Beauty Is the Gravitas Amoris: A Trinitarian Correlation of Beauty and Love

Religions 2024, 15(9), 1044; https://doi.org/10.3390/rel15091044
by Sean Luke
Reviewer 1: Anonymous
Reviewer 2: Anonymous
Religions 2024, 15(9), 1044; https://doi.org/10.3390/rel15091044
Submission received: 1 August 2024 / Revised: 20 August 2024 / Accepted: 23 August 2024 / Published: 28 August 2024

Round 1

Reviewer 1 Report

Comments and Suggestions for Authors

The text is very interesting. It takes up one of the key issues of theological aesthetics: the relationship between beauty and love. The author is clearly inspired by Augustine's thinking: the proposed solution to the framing of beauty as attraction is classical and Augustinian, especially in the connection of beauty and love (for Augustine, love is a burden, an attraction: amor meus pondus meus). Quite original is the proposal to link this type of thinking with the main correlates of Trinitarian theology. Beauty is attributed by the author of the article to the Trinity, rather than just apriopriating it to one person in particular. 

P. 2. "Beauty and Love in the history of philosophy". I suggest changing the title of the paragraph: it basically talks about three ancient thinkers. Instead, the title is very broad. 

P. 5: Footnotes 34-36: page citation missing. 

P. 17: Footnote 116 - page numbers are missing

Author Response

Thank you for your kind comments. In response to the points raised: 

 

"P. 2. "Beauty and Love in the history of philosophy". I suggest changing the title of the paragraph: it basically talks about three ancient thinkers. Instead, the title is very broad. "

 

Fair enough. I have changed the title to "Beauty and Love in Aristotle, Plato, and Plotinus." 

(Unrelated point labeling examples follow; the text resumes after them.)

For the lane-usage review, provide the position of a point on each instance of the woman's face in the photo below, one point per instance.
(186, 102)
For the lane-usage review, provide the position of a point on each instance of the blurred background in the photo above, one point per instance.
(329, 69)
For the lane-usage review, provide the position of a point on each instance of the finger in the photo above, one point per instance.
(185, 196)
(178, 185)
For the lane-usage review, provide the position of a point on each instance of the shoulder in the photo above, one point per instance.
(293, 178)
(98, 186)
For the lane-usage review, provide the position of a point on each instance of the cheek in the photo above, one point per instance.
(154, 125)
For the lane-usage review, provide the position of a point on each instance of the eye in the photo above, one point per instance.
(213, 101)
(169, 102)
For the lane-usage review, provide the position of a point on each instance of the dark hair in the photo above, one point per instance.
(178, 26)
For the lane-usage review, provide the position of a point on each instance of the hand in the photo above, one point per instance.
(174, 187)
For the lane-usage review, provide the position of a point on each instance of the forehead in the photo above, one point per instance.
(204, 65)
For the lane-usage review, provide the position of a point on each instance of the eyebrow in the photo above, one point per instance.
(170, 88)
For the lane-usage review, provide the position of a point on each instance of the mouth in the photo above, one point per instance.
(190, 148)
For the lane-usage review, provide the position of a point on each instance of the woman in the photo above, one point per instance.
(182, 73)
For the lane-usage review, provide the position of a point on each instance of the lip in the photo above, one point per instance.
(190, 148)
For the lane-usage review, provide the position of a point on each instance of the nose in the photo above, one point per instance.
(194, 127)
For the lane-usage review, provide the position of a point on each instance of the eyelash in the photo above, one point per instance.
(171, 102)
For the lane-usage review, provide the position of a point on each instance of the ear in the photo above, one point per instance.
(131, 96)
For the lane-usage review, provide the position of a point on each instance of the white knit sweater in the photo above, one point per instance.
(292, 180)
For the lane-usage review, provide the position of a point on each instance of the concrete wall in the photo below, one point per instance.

I have updated citations accordingly to add the page number or the book-chapter-paragraph indicator in Williams' translation of The Confessions. 

 

 

Reviewer 2 Report

Comments and Suggestions for Authors This article is excellent and should be published. A couple of references that might interest the author: Sophie Grace Chappell has written a good deal about the connections between beauty and goodness, e.g. in her book Epiphanies (OUP 2022), especially Chapters 1 and 3, and in her book Knowing What To Do (OUP 2015), especially Chapters 6 and 7. And a couple of things that might be worth correcting: a) pursuiting is not a word; b) the quotation from Romans on p.18 has a lot of irrelevant markings in it. It would be better either to reproduce the Greek accurately, or not at all.

 

Comments on the Quality of English Language And a couple of things that might be worth correcting: a) pursuiting is not a word; b) the quotation from Romans on p.18 has a lot of irrelevant markings in it. It would be better either to reproduce the Greek accurately, or not at all.

 

Author Response

Thank you for your kind comments and very helpful suggestion. I will interact with Sophie Grace Chappell's work in future engagement. In reply to the comments for correction:

 

-I have updated the Greek citation accordingly to remove irrelevant textual markers. I have also corrected the "pursuiting" typo. Thanks again!